Bigger than that was Vietnam and that led to the coup d’etat of 1975. By the way, I’ve spoken to Malcolm Fraser by telephone and he’s changed over the decades. Division, spite, split down the middle – that was Australia.

When you think of Australian film, what do you think of? Crocodile Dundee, Picnic at Hanging Rock? Half of Australians don’t go there – 56% or so are in the two major cities and up to 90% are urban, suburban or in towns. If you fly into Sydney from across the great space, you’re struck by how Sydney seems to cling to the side of the land for grim life and if you then fly down to Melbourne, it’s a similar tale.

And the cultural cringe is a well-argued phenomenon.

Enough of the negatives – what is absolutely fabulous in Australia are the big, multicoloured skies inland, the burnt browns and greens, the eucalypts by the creeks and the wildlife – the wildlife is quite unique and on the whole, soft, as distinct from the image the Aussie likes to project. The only things which might kill you are a couple of species of snake and the redback but I’m not even sure if the latter kills or not. Oh and mustn’t forget the jellyfish and cane toad.

[H/T Chuckles]

10 comments for “Myths about Australia

  1. January 28, 2013 at 10:42 pm

    That Australians follows rules explains my visit to Oz some years back. We hired a car to drive from Perth to Albany (a full days drive) and back over the rest of the week. Once we got out of the city I was struck by their driving techniques. The intercity roads are the equivalent of our A roads but with very long straight stretches so when a car came up from behind and didn’t pass I was a bit puzzled. Only when the road widened into three lanes (designed to allow the passing of road trains) did the car overtake. This happened many times.

    • January 28, 2013 at 11:06 pm

      Perth to Albany – not a bad run, Esperance and all that.

  2. January 28, 2013 at 11:59 pm

    Makes sense to me. If you and everyone around you had an ancestor who had been deported for a probably very trivial crime wouldn’t it tend to make you toe the line?
    It’s one theory anyhow šŸ™‚

  3. Voice of Reason
    January 29, 2013 at 12:25 am

    The Australians I knew in the UK were bonkers and very risk-tolerant.
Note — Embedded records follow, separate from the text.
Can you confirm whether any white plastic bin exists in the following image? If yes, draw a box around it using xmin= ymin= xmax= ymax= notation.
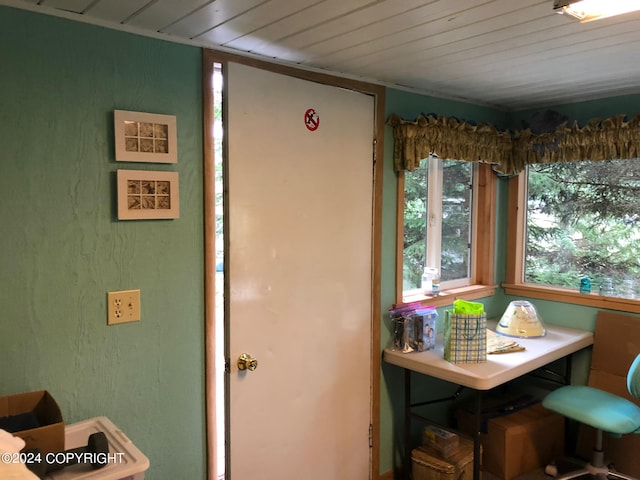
xmin=46 ymin=417 xmax=149 ymax=480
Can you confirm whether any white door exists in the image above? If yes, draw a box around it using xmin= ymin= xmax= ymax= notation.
xmin=225 ymin=63 xmax=374 ymax=480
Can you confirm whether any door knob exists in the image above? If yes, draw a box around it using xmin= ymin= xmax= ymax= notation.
xmin=238 ymin=353 xmax=258 ymax=372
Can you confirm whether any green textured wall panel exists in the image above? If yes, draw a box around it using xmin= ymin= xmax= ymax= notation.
xmin=0 ymin=7 xmax=205 ymax=479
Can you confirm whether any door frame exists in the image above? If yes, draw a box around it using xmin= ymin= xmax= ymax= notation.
xmin=202 ymin=49 xmax=385 ymax=480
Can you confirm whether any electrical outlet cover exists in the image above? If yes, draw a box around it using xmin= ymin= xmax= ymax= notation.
xmin=107 ymin=290 xmax=140 ymax=325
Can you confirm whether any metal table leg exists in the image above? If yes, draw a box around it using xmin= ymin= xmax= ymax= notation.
xmin=473 ymin=390 xmax=482 ymax=480
xmin=402 ymin=368 xmax=411 ymax=480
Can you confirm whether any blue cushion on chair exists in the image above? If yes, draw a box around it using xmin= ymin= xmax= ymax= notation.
xmin=542 ymin=385 xmax=640 ymax=435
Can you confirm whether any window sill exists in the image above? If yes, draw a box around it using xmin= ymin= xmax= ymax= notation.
xmin=502 ymin=283 xmax=640 ymax=313
xmin=396 ymin=285 xmax=496 ymax=307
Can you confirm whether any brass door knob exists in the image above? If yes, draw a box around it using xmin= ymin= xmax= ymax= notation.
xmin=238 ymin=353 xmax=258 ymax=372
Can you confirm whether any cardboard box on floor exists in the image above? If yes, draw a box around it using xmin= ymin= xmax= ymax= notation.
xmin=457 ymin=403 xmax=564 ymax=480
xmin=578 ymin=311 xmax=640 ymax=478
xmin=0 ymin=390 xmax=65 ymax=453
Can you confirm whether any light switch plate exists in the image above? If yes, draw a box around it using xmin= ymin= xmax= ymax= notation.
xmin=107 ymin=290 xmax=140 ymax=325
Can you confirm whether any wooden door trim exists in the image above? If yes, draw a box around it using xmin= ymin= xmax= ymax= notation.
xmin=202 ymin=49 xmax=386 ymax=480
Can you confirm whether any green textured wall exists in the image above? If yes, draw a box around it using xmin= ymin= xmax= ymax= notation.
xmin=0 ymin=7 xmax=205 ymax=479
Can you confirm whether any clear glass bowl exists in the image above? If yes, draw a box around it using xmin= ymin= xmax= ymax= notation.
xmin=496 ymin=300 xmax=547 ymax=338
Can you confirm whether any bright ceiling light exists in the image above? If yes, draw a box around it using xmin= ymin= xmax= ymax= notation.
xmin=553 ymin=0 xmax=640 ymax=23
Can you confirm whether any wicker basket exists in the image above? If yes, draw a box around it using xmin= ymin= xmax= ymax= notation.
xmin=411 ymin=438 xmax=473 ymax=480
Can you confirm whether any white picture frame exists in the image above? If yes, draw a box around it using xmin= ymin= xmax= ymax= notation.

Perhaps that’s why they weren’t at home.

    As for deadly stuff, there’s the platypus, blue-tipped octopus, stingray, several nasty land snakes, a lot of aggressive water snakes, the box jellyfish, great white sharks,…

  4. amfortas
    January 29, 2013 at 2:03 am

    The most dangerous creature in Oz is the Feminasti Bossyliar Beast that can be found in every parliament.

    • January 29, 2013 at 8:25 am

      We have those species over here – for example, the Lesser Spotted Harbag, the Jacquiviper, the Featherstone Toad, the Heart-of-Flint beasty etc. One of the most vilified is the Bagshawe bird, now, I believe, introduced into America.

      • mikebravo
        January 29, 2013 at 3:00 pm

        The Bagshawe bird may have to compete with the Gargoyle Headed Clinton Puff Adder. A particularly nasty creature!

        • Mudplugger
          January 29, 2013 at 8:52 pm

          I believe the sainted Mensch was previously nicknamed ‘Doggy Bagshawe’, and not through a habit of taking home left-overs from dining out, rather a different preference, so I am told !

          • mikebravo
            January 29, 2013 at 10:11 pm

            Sniffing arses??

  5. amfortas
    January 29, 2013 at 2:41 pm

    We have just had Australia Day. It is traditional for some Aussies to whine and moan about the poor Abos that had their wide brown sunblessed land taken from them in exchange for such trifles as roads and airports, cities and farms, schools, hospitals, welfare benefits, easy divorce, feminism and the Green Party etc.